Wenn ich mich meinem PC über Explorer/Netzwerklaufwerk verbinen gehe, finde ich den Server, aber keine Freigegebenen Partitionen.. wieso eigentlich? habe in der smb.conf die Workgroup als Tux-Net angegeben auf meinem PC auch, aber er findet diese nicht und gibt sie als unbekannt preis, wenn ich vorgehe, wie oben erwähnt.. Will das nun endlich zum laufen bringen.. 

Ich danke euch, für eure hilfe im voraus

PS. Die ganzen tutorials haben mir nicht gross weitergeholfen...


----------



## hulmel (27. August 2003)

Der nmb ist der "Nameservice" für Samba. Evtl ist der nicht gestartet. Kennung und PW sollten auf beiden Rechnern identisch sein, müssen aber nicht.
Ein smbuser sollte schon angelegt sein.
Zum testen Deiner Konfiguration kannst Du testparm nutzen.


----------



## xloouch (28. August 2003)

wie meinst du das mit kennung? kennung = login name, oder kennung = pc name?

Ich habe auf dem Server und auf dem pc den user "gnadirap" mit dem gleichen passwort. aber das geht  irgendwie nicht...

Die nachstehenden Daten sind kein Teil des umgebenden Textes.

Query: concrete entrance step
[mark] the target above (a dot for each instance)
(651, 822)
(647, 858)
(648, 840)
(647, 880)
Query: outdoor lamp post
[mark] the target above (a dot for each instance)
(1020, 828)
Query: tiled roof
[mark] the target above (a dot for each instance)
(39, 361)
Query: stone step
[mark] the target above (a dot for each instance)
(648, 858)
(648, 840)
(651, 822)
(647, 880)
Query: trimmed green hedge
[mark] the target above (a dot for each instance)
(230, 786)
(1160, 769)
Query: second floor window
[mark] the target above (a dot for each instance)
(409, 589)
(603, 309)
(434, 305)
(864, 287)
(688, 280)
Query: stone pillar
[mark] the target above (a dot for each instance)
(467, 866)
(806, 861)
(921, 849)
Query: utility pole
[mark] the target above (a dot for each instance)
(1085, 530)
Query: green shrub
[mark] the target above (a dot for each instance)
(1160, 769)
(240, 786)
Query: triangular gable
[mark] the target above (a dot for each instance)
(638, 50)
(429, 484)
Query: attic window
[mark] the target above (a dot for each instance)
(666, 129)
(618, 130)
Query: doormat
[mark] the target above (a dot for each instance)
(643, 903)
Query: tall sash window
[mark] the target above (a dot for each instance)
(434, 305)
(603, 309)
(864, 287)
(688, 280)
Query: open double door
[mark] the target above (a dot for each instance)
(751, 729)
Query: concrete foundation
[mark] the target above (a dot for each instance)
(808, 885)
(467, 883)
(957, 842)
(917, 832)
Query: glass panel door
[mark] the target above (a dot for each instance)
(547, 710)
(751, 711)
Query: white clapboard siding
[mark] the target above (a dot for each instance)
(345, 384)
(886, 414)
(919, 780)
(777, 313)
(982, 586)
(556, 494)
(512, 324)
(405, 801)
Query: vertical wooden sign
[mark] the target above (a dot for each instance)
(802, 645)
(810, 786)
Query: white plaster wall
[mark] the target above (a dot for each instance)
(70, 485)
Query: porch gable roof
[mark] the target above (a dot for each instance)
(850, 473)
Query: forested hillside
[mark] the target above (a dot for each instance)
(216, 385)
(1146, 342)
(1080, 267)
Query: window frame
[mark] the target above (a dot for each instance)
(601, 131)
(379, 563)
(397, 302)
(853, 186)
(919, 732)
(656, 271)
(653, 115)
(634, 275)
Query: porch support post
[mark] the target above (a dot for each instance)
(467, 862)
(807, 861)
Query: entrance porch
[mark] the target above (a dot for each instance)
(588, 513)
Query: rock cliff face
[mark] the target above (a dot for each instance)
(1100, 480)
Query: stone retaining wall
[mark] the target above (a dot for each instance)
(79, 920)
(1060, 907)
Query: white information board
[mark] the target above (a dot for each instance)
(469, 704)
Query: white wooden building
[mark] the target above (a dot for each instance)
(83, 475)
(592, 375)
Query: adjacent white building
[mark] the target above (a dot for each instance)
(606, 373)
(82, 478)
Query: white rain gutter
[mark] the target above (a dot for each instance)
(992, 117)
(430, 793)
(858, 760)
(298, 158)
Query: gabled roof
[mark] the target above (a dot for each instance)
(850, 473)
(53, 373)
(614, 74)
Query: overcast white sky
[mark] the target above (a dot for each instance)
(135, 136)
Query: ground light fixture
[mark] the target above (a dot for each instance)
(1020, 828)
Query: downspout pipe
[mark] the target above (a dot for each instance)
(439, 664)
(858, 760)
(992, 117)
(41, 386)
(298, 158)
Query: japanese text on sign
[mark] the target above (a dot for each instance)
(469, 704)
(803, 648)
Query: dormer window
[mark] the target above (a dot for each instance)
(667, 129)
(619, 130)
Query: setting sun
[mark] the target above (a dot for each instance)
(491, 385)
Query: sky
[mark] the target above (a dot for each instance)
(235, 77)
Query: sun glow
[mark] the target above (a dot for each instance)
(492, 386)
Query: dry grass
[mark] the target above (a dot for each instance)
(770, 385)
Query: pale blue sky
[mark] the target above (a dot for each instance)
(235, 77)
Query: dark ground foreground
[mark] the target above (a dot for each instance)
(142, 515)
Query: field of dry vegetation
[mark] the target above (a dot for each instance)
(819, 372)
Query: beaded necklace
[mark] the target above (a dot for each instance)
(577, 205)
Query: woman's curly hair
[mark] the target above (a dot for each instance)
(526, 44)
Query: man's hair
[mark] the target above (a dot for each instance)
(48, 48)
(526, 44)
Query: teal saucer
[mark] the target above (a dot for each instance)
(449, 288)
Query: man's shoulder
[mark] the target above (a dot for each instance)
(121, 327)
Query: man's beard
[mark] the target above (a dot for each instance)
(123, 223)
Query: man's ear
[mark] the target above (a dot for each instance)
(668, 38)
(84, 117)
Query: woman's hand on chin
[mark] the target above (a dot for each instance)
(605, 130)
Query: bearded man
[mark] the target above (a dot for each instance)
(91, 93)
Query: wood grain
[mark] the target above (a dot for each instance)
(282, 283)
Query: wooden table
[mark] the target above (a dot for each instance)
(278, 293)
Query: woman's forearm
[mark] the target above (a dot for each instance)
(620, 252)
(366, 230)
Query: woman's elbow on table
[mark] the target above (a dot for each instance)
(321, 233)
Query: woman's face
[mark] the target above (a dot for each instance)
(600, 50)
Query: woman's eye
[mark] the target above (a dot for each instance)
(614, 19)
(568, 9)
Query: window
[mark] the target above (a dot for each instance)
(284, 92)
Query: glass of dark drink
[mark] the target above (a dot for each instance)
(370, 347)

mit testparm ist kein fehler aufgetreten


----------



## hulmel (28. August 2003)

Kennung = Login (name). Hast Du den Benutzer auch Samba bekanntgegeben (smbpasswd)?


----------



## xloouch (28. August 2003)

jep. sicherlich... hab alle logins, ausser root, usw. freigegeben in der smbpasswd.  jetzt hab ich auch noch nen user erstellt mit dem namen des pc's erstellt...vielleicht gehts jetzt ja...


----------



## xloouch (31. August 2003)

Hey.. der samba-server  einfach nicht.. kann nur per ssh auf meinen server zugreifen.. weiss aber nicht wieso? könnte mir jemand weiterhelfen bitte?


----------



## hulmel (1. September 2003)

Die Glaskugel liegt mir eigentlich nicht so sehr, aber ich tippe mal auf einen flasch konfigurierten Paketfilter(Firewall)...


----------



## xloouch (2. September 2003)

hm.. verstehs nicht.. hab die firewall gar nicht laufen.. hm....


----------



## hulmel (2. September 2003)

Könnte auch der "interfaces" Eintrag in der smb.conf sein. Mal auskommentieren.


----------



## xloouch (3. September 2003)

hab keinen eintrag mit interfaces in der smb.conf.. tja.. was jetzt?


----------



## xloouch (4. September 2003)

hab jetzt mal die log dateien geprüft. danach sollte der smb server ohne probleme laufen. die nmdb log datei ist auch in ordnung. keine fehlermeldung...


----------



## xloouch (4. September 2003)

hey jungs.. es hat funktioniert.. danke für eure hilfe


----------